Slide 6 contains some guidance for the Stop and Jot strategy. When students finish the activity, ask them to write down an equation to challenge their fellow students and which models the questions in the Desmos activity. Make sure they solve your equation so they can check their peers' work later. Have them save this equation for now. They will use it later in the lesson.


Provide each student with a sticky note. Display slide seven and present the question to students: What determined if the plane would go through the center of the landing strip?

Allow students time (one to two minutes) to write their thoughts on their sticky notes. Write the question on a poster at the front of the class and present it to the students.

Ask for a few student volunteers to read their thoughts out loud. Prompt all students to come forward and place their sticky notes on the poster.

Using one of the graphs from their Explore activity (such as the one below), model how to write a linear equation in slope-intercept form. Prompt students to take notes in the "student notes" section of their handout.

Reflect 1—Slide 6

Guide students by asking the following questions, shown on slide 8:

  • "What is the first thing you need to know to write an equation in slope-intercept form?"

  • "What is slope-intercept form? "

  • "What do the variables in slope-intercept form represent?"

  • "What "parts" of the slope-intercept form equation can you find on the graphs?"

Remember the questions students wrote down? Now is time for students to bring those out to test their peers' knowledge. Ask students to trade papers with someone and answer their question to determine if they can write an equation for the challenge question.

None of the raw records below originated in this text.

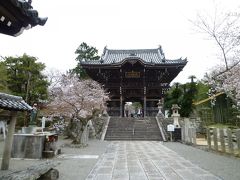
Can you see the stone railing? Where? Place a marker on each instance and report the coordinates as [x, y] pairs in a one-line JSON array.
[[224, 140]]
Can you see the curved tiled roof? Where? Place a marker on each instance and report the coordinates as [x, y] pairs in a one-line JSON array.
[[16, 103], [112, 56]]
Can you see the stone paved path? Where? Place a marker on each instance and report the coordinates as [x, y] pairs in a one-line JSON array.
[[145, 160]]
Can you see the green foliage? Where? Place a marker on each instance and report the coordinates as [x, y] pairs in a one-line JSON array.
[[25, 78], [173, 97], [183, 95], [3, 78], [84, 52]]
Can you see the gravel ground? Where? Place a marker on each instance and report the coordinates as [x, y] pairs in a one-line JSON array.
[[225, 167], [77, 163]]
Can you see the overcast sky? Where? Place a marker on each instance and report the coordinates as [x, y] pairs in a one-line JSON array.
[[118, 24]]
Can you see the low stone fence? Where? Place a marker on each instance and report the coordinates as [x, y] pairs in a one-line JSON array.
[[224, 140], [188, 135]]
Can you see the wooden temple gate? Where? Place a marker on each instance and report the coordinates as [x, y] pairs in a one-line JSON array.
[[140, 75]]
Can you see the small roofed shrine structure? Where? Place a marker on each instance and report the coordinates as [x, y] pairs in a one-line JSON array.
[[13, 104], [18, 15], [137, 75]]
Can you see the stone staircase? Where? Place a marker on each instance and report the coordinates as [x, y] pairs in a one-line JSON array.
[[127, 128]]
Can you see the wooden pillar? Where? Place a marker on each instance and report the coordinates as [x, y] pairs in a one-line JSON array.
[[222, 140], [8, 142]]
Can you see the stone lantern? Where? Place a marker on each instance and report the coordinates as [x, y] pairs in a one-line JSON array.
[[175, 115]]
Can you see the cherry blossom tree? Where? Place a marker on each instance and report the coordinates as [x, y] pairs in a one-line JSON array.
[[80, 100], [228, 82], [223, 28]]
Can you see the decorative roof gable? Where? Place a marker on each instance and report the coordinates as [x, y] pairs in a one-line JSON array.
[[15, 103], [147, 56], [17, 15]]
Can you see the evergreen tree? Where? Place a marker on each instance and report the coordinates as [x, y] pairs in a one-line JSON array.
[[3, 78], [25, 78], [84, 52]]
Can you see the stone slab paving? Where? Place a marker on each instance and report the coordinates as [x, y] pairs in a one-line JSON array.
[[145, 160]]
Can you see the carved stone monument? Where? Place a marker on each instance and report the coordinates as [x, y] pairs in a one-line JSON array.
[[175, 115]]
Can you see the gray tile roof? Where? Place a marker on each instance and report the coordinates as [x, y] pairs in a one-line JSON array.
[[17, 15], [16, 103], [111, 56]]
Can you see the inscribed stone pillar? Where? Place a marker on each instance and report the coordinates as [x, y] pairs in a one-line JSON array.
[[145, 102], [194, 136], [238, 141], [222, 140], [208, 138], [215, 139], [230, 143], [8, 142], [121, 106]]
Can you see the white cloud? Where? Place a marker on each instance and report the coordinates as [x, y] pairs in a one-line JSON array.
[[117, 24]]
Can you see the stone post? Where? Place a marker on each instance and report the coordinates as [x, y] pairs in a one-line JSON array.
[[144, 103], [230, 143], [190, 135], [175, 115], [222, 140], [8, 142], [208, 138], [186, 129], [215, 139], [238, 141], [194, 136]]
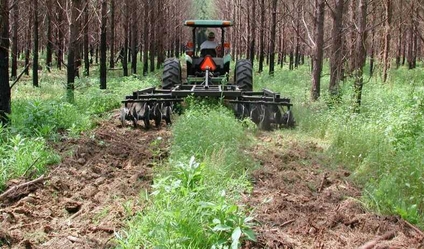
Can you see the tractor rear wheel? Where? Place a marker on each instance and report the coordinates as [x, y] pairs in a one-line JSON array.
[[243, 75], [171, 73]]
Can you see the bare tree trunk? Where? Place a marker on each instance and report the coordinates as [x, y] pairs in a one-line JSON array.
[[35, 48], [159, 34], [112, 34], [352, 36], [372, 52], [262, 45], [49, 47], [336, 63], [152, 47], [134, 39], [146, 38], [126, 24], [73, 42], [318, 49], [360, 53], [273, 35], [411, 38], [386, 63], [15, 29], [86, 44], [5, 96], [103, 47], [60, 39]]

Provide students with the "Airstrip Handout," found in the attachments and display slide 11.

Ask students to draw a landing strip graph with a line (linear equation) that passes through the center of the landing strip. The goal is for students to create an equation that they think their classmates won't be able to find.

Have students give their landing strip a name.

Have students write their equations on a separate sheet of paper (not on the graph). Keep a list of all the equations. Post the graphs around the classroom on desks, tables, and walls.


Prompt students to flip over their Student Notes/Planes Landed handout to the side titled, "Planes Landed."

Introduce a Gallery Walk strategy and have students participate by visiting each of the landing strips graphs created by their classmates that have been posted around the room. Ask them to attempt to successfully "land" a plane on each one.

Landing a plane on the landing strip means finding the linear equation that passes through the center of the landing strip.

Through this activity, students will obtain more practice writing linear equations given a graph in slope-intercept form.

Each student will turn in a "Planes Landed" handout at the end of the class. This will be the student's Exit Ticket.